Des sources proches de la Direction générale des Impôts relevant du ministère des Finances, il ressort que depuis le mois de novembre 2025, la firme Valornet, qui fabriquait les plaques actuellement en circulation, a été instruite d’arrêter la production et la livraison desdites plaques. Conséquence, le recours par les propriétaires de véhicules aux stocks des plaques disponibles en provinces. La rareté de ces plaques a boosté le marché criminel des fausses qui prospère à cause de l’absence d’un contrôle policier rigoureux.
A l’heure actuelle, nombre de fonctionnaires de l’État, membres des cabinets ministériels, personnels des Cours et tribunaux d’autres institutions étatiques, voire certains particuliers ayant de nouveaux véhicules se rabattent sur le Service technique de l’administration (STA) pour obtenir celles réservées exclusivement aux véhicules de l’État. On peut ainsi voir sur les artères de la capitale congolaise une profusion de plaques minéralogiques portant des mentions aussi irrégulières les unes que les autres : AIN, ASP, AAE, APT, AAN, AJU, ARP, AMI, AEP, ARS, AFI, ABU, AEN, AEC, ATPI, AKIN, JU etc… même sur des voitures «ketch», facilement fabricables dans la cité et difficilement contrôlables par la police.
Complaisance dans l’attribution des marchés publics
La carence ou l’absence des plaques minéralogiques, identifiant unique en lettres et chiffres attribuées par l’État à un véhicule terrestre pour l’identifier, retracer son propriétaire, son historique et assurer sa conformité légale serait non seulement la conséquence d’un changement mal planifié et précipité, mais aussi d’un marché accordé comme prébende à un opérateur manifestement inexpert ou incompétent.

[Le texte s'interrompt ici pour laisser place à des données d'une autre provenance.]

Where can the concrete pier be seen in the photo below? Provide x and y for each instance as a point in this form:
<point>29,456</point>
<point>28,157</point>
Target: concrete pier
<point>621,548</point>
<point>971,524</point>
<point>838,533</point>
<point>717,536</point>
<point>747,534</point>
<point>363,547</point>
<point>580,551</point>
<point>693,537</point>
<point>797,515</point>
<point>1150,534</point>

Alors que son contrat courait jusqu’à août prochain, la firme Valornet a vu ce partenariat brutalement et unilatéralement interrompu pour être confié à la société Castillo service RDC appartenant à George Batuleji Ntumba, filiale de la société belge Castillo Valere BV. Cette offre de marché avait suscité à l’époque l’inquiétude dans le chef de l’ONG Congo ne pas à Vendre (CNPAV).
Les vérifications faites sur Georges Batuleji Ntumba renseignent que ce dernier était auparavant propriétaire du restaurant “Le P’tit Belge” à Bruxelles. Tout semble indiquer donc qu’il s’agit d’un arrangement entre copains. Georges Batuleji, apparemment pas expert en la matière, aurait eu recours à Castillo Valere BV qui, rapporte-t-on, aurait exprimé des réserves sur la clé de répartition des bénéfices établie et traînerait les pas pour l’exécution du contrat.
La même source précise que dans le meilleur des cas, les plaques minéralogiques en plexiglass prévues en remplacement de celles en aluminium, ne seront disponibles que vers fin mars. Encore faut-il que les différents protagonistes s’accordent sur la répartition des revenus générés par cette activité.